Ce qui s’appelle « art » en Occident s’en est trouvé gravement contaminé. Mais l’art véritable procède à l’inverse. Il ne part pas du doute pour aboutir à la certitude, mais de celle-ci il aboutit au rien, duquel jaillit le réel. Un réel ici et maintenant. Comment pourrait-il en être autrement ? Mais c’est là, précisément, le plus difficile à admettre pour la pensée ordinaire : le fait que telle manifestation particulière n’ait pas d’autre origine qu’elle-même. C’est au fond le vieux problème de l’antériorité absolue de l’être, résolu différemment selon que l’on est théologien ou philosophe. La nouveauté, ici, avec Henri Maldiney, c’est d’avoir établi que ce qui « touche » l’être, c’est non pas l’intellect ou la « cogitation », mais le sentir (dont Erwin Straus lui-même n’avait pas réussi à mesurer toute la portée). C’est très rare, dit Maldiney, que nous sachions qui nous sommes et ce que ça veut dire, être, pour nous. À noter, donc : le fait de savoir qui nous sommes, d’une part, et ce qu’est être, d’autre part, cela ne fait qu’un. Ce n’est pas je suis, mais j’y suis. Ce que n’avait pas compris Descartes qui, comme l’écrit très justement Erwin Straus, a fondé sa physique sur une notion de la nature qu’il a entièrement vidée de Dieu, en même temps qu’il l’a totalement débarrassée de l’homme. Il faut répéter, une fois de plus, que seul l’art est capable de nous introduire à une vérité qui heurte l’une de nos convictions les plus ancrées, et qui est celle du caractère absolu de ce qui est ici (à un autre moment de l’entretien) appelé « moi » :
« Il n’y a qu’en esthétique que je suis moi en présence de cette œuvre. En logique, il n’y a que de l’objectif. Tout vise à l’ensemble des vérités vraies. Et que le moi n’est qu’un cas particulier d’une subjectivité transcendantale, comme la fonction transcendantale qui n’est celle de personne. En morale non plus, par contre, il n’y a pas d’objet. Quand Schelling établit, reformule la morale de Kant, c’est d’un mot : soi (Sei). Or ce mot ne peut s’adresser qu’à celui qui est déjà, qu’à celui qui est déjà sujet. L’autre ne peut pas le comprendre. Tandis qu’en esthétique […] devant une œuvre votre solitude mais votre certitude qui n’est pas une certitude aveugle, qui fait qu’elle implique votre responsabilité. C’est là que l’art est une éthique, à savoir que devant une œuvre d’art je suis moi et qui dit « moi » dit quelqu’un qui est responsable non seulement de tout ce qu’il fait, mais de tout ce qu’il éprouve et de tout ce qui va s’ouvrir à partir de lui. Et là… Or il ne s’agit pas comme souvent de faire plaisir et de complaire, il ne s’agit pas non plus d’instruire, de donner une leçon. Il s’agit, si vous voulez, d’apprendre à être ou, plus exactement, de mettre en demeure d’être. Voilà ce que fait l’art. Et moi, et pas un autre. »

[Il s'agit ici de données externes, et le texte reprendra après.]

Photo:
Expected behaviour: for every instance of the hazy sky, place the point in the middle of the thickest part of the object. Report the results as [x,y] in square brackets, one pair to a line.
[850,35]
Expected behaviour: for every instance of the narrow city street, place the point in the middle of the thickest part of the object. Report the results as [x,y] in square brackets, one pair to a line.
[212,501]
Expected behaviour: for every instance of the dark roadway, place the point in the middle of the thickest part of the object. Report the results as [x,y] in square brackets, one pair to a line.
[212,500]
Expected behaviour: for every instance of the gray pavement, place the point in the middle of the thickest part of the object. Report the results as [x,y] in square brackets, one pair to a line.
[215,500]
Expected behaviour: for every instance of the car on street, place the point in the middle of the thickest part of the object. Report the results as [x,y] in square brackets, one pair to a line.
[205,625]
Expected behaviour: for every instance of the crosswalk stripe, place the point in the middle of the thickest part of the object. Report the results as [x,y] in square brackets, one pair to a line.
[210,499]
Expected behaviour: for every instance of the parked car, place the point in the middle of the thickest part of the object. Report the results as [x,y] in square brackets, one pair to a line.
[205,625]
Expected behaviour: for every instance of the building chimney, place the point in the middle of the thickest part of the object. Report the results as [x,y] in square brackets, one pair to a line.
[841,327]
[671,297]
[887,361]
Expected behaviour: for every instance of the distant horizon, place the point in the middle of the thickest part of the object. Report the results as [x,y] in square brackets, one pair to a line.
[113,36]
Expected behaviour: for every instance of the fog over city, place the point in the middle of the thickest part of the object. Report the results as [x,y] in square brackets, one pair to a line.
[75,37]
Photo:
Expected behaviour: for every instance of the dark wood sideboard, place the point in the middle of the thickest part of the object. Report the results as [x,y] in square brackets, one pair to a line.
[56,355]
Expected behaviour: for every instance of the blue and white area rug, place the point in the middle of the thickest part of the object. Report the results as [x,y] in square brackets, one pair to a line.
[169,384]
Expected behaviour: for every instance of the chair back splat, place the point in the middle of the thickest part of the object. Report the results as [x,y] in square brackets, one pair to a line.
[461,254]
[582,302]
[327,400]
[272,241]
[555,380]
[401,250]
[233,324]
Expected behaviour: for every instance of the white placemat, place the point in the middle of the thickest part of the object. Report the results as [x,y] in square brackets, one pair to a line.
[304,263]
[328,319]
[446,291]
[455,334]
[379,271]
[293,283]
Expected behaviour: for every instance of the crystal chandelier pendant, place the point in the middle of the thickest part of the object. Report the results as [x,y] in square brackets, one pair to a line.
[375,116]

Devant une œuvre d’art je suis moi et ce que fait cette œuvre, c’est de me mettre en demeure d’être, non comme cas particulier d’une subjectivité transcendantale (cela, laissons-le à la perception), mais comme ce moi-ci (et pas un autre). Il n’y a de vraie rencontre qu’entre deux altérités. L’altérité est la dimension de la réalité, écrivait Henri Maldiney :
« Cette conjonction de l’altérité et de la réalité commence à cette rencontre qu’est le sentir (humain) où quelque chose, à chaque fois nouveau, s’éclaire à mon propre jour qui ne se lève qu’avec lui. Nouveauté, altérité, réalité émergent l’une à travers l’autre dans toute rencontre. La rencontre a partie liée avec l’inattendu. Au moment où elle se produit, toutes les anticipations de l’attente sont en déroute. Et si elles ne le sont, je suis déçu dans mon attente pour n’avoir pas rencontré ce plus, ce hors d’attente, qu’est l’émergence de la réalité. Le réel est toujours ce qu’on n’attendait pas et qui, sitôt paru, est depuis toujours déjà là. La rencontre ouvre la faille nécessaire à la surprise en la comblant. Elle la comble originairement par cette ouverture même. » (Penser l’homme et sa folie, p. 316)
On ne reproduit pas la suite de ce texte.